As shown in the visualizations, the attention heads learn different, meaningful tasks, such as anaphora resolution or connecting determiners and their objects. In fact, the authors show that Transformer can be used directly for this type of task—English constituency parsing (extracting the syntactic structure of a sentence in the form of a tree).

Results are competitive to previous methods, even without task-specific fine-tuning.

Final Takeaway

Transformers precipitated a major change in the landscape of natural language processing and even other fields like computer vision. They lead to even more powerful general language models, such as BERT [4]. The paper can be summarized by the following points.

  • Motivation: RNNs are not easily parallelizable and don’t learn long dependencies well.

  • Models that only use attention are more effective and train faster.

  • Transformer can generalize to other tasks.

  • Multi-head attention helps address some of the problems of traditional attention. It allows multiple different attention tasks to be learned.

  • Transformers have a constant dependency path from one position to any other position.

References

[1] Vaswani, Ashish, et al. “Attention is all you need.” Advances in neural information processing systems. 2017.

[2] BLEU score definition: https://cloud.google.com/translate/automl/docs/evaluate

[3] https://kazemnejad.com/blog/transformer_architecture_positional_encoding/

[4] Devlin, J., Chang, M. W., Lee, K., & Toutanova, K. (2018). Bert: Pre-training of deep bidirectional transformers for language understanding. arXiv preprint arXiv:1810.04805.

[5] Hochreiter, S., & Schmidhuber, J. (1997). Long short-term memory. Neural computation, 9(8), 1735-1780.

[6] Cho, K., Van Merriënboer, B., Gulcehre, C., Bahdanau, D., Bougares, F., Schwenk, H., & Bengio, Y. (2014). Learning phrase representations using RNN encoder-decoder for statistical machine translation. arXiv preprint arXiv:1406.1078.
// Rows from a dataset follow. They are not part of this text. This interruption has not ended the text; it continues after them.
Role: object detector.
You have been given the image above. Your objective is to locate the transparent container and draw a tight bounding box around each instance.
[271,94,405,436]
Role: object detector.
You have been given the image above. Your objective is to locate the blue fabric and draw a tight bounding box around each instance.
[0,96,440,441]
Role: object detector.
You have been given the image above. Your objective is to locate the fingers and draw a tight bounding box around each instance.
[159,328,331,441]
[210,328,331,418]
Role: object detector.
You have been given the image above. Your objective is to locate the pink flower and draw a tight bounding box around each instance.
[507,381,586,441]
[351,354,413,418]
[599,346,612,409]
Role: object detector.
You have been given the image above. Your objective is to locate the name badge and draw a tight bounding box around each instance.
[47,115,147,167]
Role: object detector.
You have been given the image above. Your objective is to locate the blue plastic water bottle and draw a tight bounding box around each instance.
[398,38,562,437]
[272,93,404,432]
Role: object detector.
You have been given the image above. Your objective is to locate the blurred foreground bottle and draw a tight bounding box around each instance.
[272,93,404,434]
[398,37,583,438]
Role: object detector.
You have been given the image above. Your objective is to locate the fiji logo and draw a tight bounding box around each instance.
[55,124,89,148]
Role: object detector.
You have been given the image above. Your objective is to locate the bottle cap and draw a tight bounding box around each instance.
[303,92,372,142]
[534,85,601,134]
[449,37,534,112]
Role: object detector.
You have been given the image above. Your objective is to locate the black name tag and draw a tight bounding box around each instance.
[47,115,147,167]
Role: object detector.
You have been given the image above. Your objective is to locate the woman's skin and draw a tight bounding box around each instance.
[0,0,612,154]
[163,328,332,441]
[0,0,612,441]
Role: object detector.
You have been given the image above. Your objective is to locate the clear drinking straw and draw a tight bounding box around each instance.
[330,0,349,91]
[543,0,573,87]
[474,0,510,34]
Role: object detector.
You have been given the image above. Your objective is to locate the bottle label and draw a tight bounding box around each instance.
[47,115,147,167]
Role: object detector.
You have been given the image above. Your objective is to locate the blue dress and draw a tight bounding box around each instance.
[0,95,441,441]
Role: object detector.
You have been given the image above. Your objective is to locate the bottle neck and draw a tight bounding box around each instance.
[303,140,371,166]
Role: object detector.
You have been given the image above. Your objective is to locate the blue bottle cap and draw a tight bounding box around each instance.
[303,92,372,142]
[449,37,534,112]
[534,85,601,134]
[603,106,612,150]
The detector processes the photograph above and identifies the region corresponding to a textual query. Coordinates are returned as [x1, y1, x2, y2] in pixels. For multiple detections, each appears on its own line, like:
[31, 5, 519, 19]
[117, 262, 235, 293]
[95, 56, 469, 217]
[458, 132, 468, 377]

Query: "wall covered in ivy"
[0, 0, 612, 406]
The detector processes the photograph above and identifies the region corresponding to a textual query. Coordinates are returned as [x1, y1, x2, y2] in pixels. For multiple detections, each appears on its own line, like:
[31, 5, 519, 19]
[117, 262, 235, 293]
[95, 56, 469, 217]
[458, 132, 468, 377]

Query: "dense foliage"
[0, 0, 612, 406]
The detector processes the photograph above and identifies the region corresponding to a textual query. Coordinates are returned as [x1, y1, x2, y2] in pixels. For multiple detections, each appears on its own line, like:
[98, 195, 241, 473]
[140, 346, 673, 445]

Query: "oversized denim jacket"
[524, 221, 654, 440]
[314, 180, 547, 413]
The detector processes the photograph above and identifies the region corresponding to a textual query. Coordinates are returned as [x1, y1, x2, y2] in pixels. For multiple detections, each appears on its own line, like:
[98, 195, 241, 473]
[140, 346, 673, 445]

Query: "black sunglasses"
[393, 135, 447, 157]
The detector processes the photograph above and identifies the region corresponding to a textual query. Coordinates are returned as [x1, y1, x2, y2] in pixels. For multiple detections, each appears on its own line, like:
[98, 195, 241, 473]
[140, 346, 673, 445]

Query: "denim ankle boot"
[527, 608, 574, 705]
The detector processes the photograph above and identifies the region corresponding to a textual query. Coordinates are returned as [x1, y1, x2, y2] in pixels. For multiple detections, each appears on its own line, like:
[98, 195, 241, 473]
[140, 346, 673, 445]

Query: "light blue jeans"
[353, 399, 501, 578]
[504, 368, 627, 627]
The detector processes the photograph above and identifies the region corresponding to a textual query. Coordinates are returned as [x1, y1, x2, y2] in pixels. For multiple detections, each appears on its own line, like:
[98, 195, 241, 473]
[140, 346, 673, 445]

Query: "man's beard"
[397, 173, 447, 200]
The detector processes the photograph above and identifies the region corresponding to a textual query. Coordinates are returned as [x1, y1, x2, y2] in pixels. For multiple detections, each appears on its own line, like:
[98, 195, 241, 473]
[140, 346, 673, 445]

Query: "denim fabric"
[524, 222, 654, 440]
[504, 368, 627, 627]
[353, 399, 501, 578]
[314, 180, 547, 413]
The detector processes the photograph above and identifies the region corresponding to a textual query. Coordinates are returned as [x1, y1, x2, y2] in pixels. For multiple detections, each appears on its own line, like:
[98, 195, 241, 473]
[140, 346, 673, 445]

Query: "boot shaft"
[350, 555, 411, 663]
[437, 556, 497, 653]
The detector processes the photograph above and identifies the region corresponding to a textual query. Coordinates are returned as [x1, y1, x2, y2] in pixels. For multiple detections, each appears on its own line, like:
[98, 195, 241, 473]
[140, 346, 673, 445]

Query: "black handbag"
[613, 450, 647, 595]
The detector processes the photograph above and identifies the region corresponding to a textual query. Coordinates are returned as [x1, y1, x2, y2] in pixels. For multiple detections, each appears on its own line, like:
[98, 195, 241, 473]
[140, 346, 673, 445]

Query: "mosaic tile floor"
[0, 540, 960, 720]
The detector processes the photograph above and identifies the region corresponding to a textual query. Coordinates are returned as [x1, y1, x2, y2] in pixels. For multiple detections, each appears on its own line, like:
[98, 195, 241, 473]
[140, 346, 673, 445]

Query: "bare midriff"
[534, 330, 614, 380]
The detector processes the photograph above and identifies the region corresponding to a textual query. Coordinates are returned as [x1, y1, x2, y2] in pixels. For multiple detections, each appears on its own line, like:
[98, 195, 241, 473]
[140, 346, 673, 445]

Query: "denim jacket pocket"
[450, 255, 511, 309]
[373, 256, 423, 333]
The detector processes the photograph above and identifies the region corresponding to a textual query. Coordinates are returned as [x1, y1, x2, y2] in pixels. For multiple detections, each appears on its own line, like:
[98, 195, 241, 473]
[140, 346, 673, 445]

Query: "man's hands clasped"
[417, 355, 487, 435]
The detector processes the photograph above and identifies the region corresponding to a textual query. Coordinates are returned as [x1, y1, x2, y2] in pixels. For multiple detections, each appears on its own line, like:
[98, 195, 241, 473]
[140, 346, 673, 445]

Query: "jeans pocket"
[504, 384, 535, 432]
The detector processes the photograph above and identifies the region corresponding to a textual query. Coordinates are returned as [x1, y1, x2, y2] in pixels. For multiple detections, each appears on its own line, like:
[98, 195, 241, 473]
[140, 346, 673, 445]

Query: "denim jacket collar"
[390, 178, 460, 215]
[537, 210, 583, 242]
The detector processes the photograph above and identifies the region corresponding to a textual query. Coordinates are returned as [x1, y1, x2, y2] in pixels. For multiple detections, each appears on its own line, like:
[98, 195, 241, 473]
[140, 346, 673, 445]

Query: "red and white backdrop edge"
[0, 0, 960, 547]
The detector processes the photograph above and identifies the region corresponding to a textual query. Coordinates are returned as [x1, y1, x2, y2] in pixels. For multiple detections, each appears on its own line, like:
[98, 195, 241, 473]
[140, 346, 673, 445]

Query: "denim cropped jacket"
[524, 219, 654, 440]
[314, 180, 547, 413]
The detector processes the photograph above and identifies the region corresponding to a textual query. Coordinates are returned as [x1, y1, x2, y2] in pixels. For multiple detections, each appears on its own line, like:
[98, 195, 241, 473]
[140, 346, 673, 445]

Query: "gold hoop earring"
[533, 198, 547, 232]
[7] Papineni, K., Roukos, S., Ward, T., & Zhu, W. J. (2002, July). Bleu: a method for automatic evaluation of machine translation. In Proceedings of the 40th annual meeting of the Association for Computational Linguistics (pp. 311-318).

[8] Sinha, K., Jia, R., Hupkes, D., Pineau, J., Williams, A., & Kiela, D. (2021). Masked language modeling and the distributional hypothesis: Order word matters pre-training for little. arXiv preprint arXiv:2104.06644.